Hi,
The SAML integration of kibana and elasticsearch with OKTA doesn’t seem to be working. I keep getting redirected to customerror?type=samlConfigError#?_g=() or to this /customerror?type=samlAuthError#?_g=() .
I have enabled debug log in the elasticsearch machine and logs being generated:
'org.apache.cxf.rs.security.jose.jws.JwsException: INVALID_COMPACT_JWS' extracting credentials from saml http authenticator
at com.floragunn.dlic.auth.http.saml.HTTPSamlAuthenticator.extractCredentials(HTTPSamlAuthenticator.java:135)
The kibana is running on a different server and the Single sign on URL added in the OKTA app is being proxy passed through a nginx machine.
Does the kibana_url in the below config.yml need to be the same one in OKTA or should I pass the FQDN of the kibana machine?

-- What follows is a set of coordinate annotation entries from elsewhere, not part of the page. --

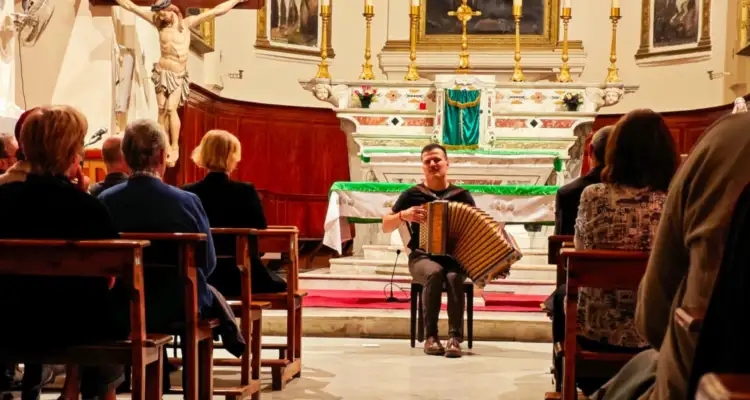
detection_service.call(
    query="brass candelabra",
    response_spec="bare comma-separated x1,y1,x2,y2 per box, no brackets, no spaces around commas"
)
359,4,375,81
315,4,331,79
605,7,622,83
510,5,526,82
404,5,419,81
557,7,573,83
740,0,750,48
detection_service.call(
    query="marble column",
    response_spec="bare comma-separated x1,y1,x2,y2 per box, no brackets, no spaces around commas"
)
0,0,22,132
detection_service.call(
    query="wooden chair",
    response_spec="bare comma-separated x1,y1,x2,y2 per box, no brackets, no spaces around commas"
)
556,250,649,400
409,280,474,349
211,228,271,400
120,232,216,400
0,240,170,400
250,226,307,390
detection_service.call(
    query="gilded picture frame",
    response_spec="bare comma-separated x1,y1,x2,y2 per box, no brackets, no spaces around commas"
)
386,0,583,51
255,0,336,59
635,0,711,60
186,7,216,54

Here is the sg_config.yml file:
saml:
enabled: true
order: 1
http_authenticator:
type: saml
challenge: true
config:
idp:
metadata_file: metadata.xml
entity_id: http://www.okta.com/3jnkj3nlwj3nlekn3lkn2
sp:
entity_id: kibana-saml
roles_key: 'Roles'
kibana_url: https://kibana-node-1:5601
exchange_key: 'asd4nlksanflkanl3k2nlknlk'
authentication_backend:
type: noop
In the kibana.yml I have added these two blocks as well.
searchguard.auth.type: "saml"
server.xsrf.whitelist: ["/searchguard/saml/acs/idpinitiated", "/searchguard/saml/acs", "/searchguard/saml/logout"]
Also the logs being generated in the kibana machine are not helpful.
Any ideas as to what can cause this issue?